I realize that both Stephen and Jimmy just took the Lord’s name in vain without thinking much of it, and it makes me think about how adeptly religion has seeped into every part of our language. Even those of us who want to shake the shackles of religion off us are tied to it somehow. I look up and take the vastness in. The cathedral is majestic and so imposing, like the church wants to remind you of its power through its architecture. Near the entrance is a gift shop. Candles are for sale, and Bibles, and postcards, and pens, all there to raise funds for the church, the money going toward reaching more people with their message of intolerance. It feels completely absurd to me. I know that ACT UP meetings have a merchandise table too, but that’s because we have no money and no funding. The church has countless cathedrals just like this one, real estate everywhere, and they still want people to give them more.

We make our way to pews in the back of the church. I sit in between Stephen and Jimmy, but pretty soon, we are standing as Cardinal O’Connor enters in his ornate robe, looking like an extra from a Cecil B. DeMille movie. I look over at Stephen, Jimmy, and the rest of the activists as O’Connor enters, and daggers shoot from their eyes, all pointed straight at this man. This awful man, who was brought to New York to bring conservatism back to the Catholic Church by a Vatican that wants to push back against some of the reforms the church has taken on recently. Cardinal O’Connor made it his business to take our condoms away, so we can all die.

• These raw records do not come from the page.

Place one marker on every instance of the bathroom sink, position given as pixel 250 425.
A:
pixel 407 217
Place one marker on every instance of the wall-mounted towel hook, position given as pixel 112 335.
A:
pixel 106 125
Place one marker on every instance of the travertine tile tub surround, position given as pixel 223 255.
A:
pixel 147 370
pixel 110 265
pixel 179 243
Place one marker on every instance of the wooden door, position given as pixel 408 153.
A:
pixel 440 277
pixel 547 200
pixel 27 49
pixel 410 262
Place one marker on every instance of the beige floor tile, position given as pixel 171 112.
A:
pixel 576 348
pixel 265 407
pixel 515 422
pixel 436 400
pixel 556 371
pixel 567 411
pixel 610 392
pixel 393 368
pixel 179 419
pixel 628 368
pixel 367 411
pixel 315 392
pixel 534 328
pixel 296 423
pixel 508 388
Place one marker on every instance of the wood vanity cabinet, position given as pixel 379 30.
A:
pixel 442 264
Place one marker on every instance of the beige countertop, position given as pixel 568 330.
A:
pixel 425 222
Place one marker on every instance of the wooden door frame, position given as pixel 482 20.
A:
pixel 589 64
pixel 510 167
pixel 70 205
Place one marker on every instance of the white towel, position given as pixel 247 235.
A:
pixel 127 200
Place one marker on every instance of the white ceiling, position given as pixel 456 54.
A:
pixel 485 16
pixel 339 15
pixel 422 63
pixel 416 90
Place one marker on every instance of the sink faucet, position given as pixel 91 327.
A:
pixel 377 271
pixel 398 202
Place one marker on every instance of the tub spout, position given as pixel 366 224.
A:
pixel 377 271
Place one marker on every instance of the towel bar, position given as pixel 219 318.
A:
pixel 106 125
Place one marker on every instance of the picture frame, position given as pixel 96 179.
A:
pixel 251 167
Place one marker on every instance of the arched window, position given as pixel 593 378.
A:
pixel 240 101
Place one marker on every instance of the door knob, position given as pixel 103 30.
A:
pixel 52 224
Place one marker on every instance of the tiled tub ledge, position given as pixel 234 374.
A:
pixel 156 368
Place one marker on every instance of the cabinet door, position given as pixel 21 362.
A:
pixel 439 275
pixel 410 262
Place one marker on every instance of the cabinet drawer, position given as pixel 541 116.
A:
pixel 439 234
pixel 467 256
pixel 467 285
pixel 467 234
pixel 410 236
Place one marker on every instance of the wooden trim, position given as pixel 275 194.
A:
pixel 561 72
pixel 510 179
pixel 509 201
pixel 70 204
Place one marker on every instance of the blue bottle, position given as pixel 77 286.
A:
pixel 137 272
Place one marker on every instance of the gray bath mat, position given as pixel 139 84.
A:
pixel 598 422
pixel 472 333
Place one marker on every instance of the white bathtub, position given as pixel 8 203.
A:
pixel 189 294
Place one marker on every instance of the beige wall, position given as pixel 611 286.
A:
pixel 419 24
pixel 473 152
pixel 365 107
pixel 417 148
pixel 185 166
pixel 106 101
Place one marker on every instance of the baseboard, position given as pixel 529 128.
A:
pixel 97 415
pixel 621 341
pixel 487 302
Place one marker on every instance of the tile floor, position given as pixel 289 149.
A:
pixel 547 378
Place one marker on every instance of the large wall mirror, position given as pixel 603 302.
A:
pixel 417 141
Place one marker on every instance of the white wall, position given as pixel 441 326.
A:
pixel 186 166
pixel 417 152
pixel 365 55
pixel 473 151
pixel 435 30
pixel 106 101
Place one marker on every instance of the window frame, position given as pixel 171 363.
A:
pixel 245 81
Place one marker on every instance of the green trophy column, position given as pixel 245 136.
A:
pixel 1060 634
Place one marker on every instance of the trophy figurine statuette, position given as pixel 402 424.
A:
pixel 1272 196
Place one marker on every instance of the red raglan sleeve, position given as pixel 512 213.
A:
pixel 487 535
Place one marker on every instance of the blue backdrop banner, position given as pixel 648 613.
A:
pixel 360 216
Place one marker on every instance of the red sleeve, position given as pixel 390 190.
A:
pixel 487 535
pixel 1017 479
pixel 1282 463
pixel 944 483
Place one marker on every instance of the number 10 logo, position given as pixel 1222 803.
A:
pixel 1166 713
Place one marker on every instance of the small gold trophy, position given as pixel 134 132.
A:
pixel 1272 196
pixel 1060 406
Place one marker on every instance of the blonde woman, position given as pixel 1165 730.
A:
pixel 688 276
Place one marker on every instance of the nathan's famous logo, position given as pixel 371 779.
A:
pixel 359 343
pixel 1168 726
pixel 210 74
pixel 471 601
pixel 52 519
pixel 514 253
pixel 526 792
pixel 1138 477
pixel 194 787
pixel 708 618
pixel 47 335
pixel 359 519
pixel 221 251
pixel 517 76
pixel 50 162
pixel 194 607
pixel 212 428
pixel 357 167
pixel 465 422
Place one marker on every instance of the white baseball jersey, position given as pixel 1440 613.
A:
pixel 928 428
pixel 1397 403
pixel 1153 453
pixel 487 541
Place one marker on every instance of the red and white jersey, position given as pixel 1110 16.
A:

As the choir sings a song, Stephen whispers to the group, “So the idea being batted around is that we all lie down in the aisle when he does the homily.”

A woman in front of us shushes him. I close my eyes for most of the ceremony. It’s not my first time in church, and most of the memories it brings to mind are bad ones. But this time, something about the choir moves me. The sound of all those voices harmonizing together is undeniably beautiful, and the acoustics of the space make it sound like the voices are surrounding me. If angels do exist, I suppose this is what they’d sound like. And the voices remind me of the choir in “Like a Prayer,” and I think that if it weren’t for all the bullshit rules of Catholicism, then there would be no Madonna, because what is she if not a rebellion against all of this? I guess I need to be grateful for that. I hear her song playing in my head, and I imagine Reza’s face when he listened to it for the first time. I could feel it washing over him. I could feel him come alive, forming into something new in front of my eyes, and then he pulled away from me. I keep my eyes closed until the choir stops, and I imagine myself kissing Reza’s lips, his eyelids, his nose, his chest, his thighs. I imagine everything that would disgust the church and the Cardinal, all set to their holy music. I guess that’s the thing. I don’t want to burn this place to the ground. What I want is to make them see that I AM HOLY. These thoughts of me and Reza, they are holy. Well, except for that part about him being my best friend’s boyfriend now. That’s a sinful detail.